Irish writers are wonderful because there is a tradition of storytelling in Ireland and also in the English speaking world. It’s like the American style where everything is a story. The characters have a purpose or a journey. Someone is trying to go somewhere. Someone has a problem. While very often in these crazy European books it is an intellectual problem. Like not being able to write a book because the central character was spending too much time at breakfast. That’s it, his day is wasted. He can’t work. This is the type of story that is very rare in Anglo-American literature. I hope I managed to do both in my fiction.

New wave of Irish writers

Megan Nolan, author of Acts of Despair

There is currently a wave of women writers in Ireland, fantastic writing going on from a whole new perspective. I especially liked Megan Nolan’s Acts of Desperation recently. It’s this wonderful take on sex and relationships from a woman. It’s almost like this character is using his own body as a site of revenge against her fake boyfriend. I really admire this novel. It is very well written. Only a woman could write it. This makes it all the more interesting.

Watch the sons of Ulster walk towards the Somme

Watch the Sons of Ulster Marching to the Summa by Frank McGuinness is one of those absolutely extraordinary pieces. He broke all the molds. It brought out a wonderful gay element in theater that was never there before. I remember going to see the first production at The Peacock. Even the style of directing was a revelation.

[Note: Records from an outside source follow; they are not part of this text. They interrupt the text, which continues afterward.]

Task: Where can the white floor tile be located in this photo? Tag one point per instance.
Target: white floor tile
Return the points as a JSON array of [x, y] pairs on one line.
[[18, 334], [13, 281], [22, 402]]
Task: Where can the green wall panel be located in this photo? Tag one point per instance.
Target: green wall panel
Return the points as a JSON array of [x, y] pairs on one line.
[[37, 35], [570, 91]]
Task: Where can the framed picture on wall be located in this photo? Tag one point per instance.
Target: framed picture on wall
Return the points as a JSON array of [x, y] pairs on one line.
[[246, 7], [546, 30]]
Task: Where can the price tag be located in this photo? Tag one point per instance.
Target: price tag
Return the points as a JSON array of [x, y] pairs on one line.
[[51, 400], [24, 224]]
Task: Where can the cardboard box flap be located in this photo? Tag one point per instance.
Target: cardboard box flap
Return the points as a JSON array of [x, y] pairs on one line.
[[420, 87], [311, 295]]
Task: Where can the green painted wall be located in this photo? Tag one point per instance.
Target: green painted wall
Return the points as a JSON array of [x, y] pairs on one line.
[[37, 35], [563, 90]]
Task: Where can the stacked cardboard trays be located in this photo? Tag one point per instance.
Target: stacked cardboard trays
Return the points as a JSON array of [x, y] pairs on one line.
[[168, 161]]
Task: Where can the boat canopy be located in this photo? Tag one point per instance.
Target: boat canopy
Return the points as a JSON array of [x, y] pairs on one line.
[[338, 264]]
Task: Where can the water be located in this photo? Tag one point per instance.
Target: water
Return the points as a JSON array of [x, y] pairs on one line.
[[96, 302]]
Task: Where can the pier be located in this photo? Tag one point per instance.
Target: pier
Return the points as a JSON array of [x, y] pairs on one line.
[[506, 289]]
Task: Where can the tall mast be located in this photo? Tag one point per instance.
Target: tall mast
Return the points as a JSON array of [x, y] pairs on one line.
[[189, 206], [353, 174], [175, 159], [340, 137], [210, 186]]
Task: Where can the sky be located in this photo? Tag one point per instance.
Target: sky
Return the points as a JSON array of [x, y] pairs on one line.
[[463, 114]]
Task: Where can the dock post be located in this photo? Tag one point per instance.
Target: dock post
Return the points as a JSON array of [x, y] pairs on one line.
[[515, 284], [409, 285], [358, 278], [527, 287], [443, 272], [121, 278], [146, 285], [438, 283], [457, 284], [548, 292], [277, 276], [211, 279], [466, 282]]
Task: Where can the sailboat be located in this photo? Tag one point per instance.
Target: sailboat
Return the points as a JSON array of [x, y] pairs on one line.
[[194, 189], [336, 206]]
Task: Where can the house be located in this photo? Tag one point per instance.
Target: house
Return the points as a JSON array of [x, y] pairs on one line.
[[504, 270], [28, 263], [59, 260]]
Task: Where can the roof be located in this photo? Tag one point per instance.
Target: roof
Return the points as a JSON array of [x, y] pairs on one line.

Danger in Tom Murphy’s plays

Tom Murphy was another great playwright. His female characters are very strong. All the disaster of Irish life he described. The Irish laugh at each other’s misfortune. People say, “I can laugh better than you. His ideas were so eccentric. He won me over because I consider myself a pretty eccentric writer. I like the danger in some of his writings. It is close to anarchy. It’s something that attracts me to writers.

The lives of others

The Lives of Others is one of the most remarkable movies I have seen. It’s about East Germany retreating and the people spying on this couple. It was such a cleverly designed movie. I love this voyeurism of state surveillance in the GDR and how such experts in human weakness they were. They recruited people because they were weak. It was a profound film about this period in history and how a man negotiates his way through it trying to cheat the security system from within.

Peaky blinders

Cillian Murphy as Tommy Shelby in Peaky Blinders.
Cillian Murphy as Tommy Shelby in Peaky Blinders.

One of the problems for novelists now is that TV shows are so good. I absolutely loved Peaky Blinders. I watched it three times. I thought maybe I should stop writing now because Peaky Blinders does everything a novelist can do. Cillian Murphy has to be one of the brightest actors of all time. These TV series took the novel to a different place. It’s a bit like the effect of photography on art. It allowed the art to do something different. This led to a period of abstract art. I think that’s what’s going to happen with the novels now. What’s the point of telling a story? Netflix can do it. Where the novel has the advantage is that you invite the reader inside the imagination. It is a more intellectual form.

The wonderful world of Joseph Beuys

I grew intellectually speaking with this German artist called Joseph Beuys. He came to Ireland at one point. He was an intriguing figure. He was a pilot. He was injured during the war. He was brought back to life on the outskirts of Europe – in a remote location – and kept alive with felt and grease. The felt became the center of his art. He made himself a felt suit. His exhibits included pieces of felt. When he came to Ireland he made a lump of butter – like a lump of sod, but it was made of butter. He was sort of a dissident artist from the 1960s.

Resolving the Northern Ireland Peace Process

The point is, when he came to Ireland, we paired him up for eccentricity. I don’t think he fully understood Ireland because we were too eccentric for him. He was very interested in nature and ecology. He even came up to try to solve the Northern problem in the 1970s. He drew the Northern Ireland solution on chalkboards. Very revealing, the blackboards have disappeared. Someone stole them. The problem of the North was therefore never solved.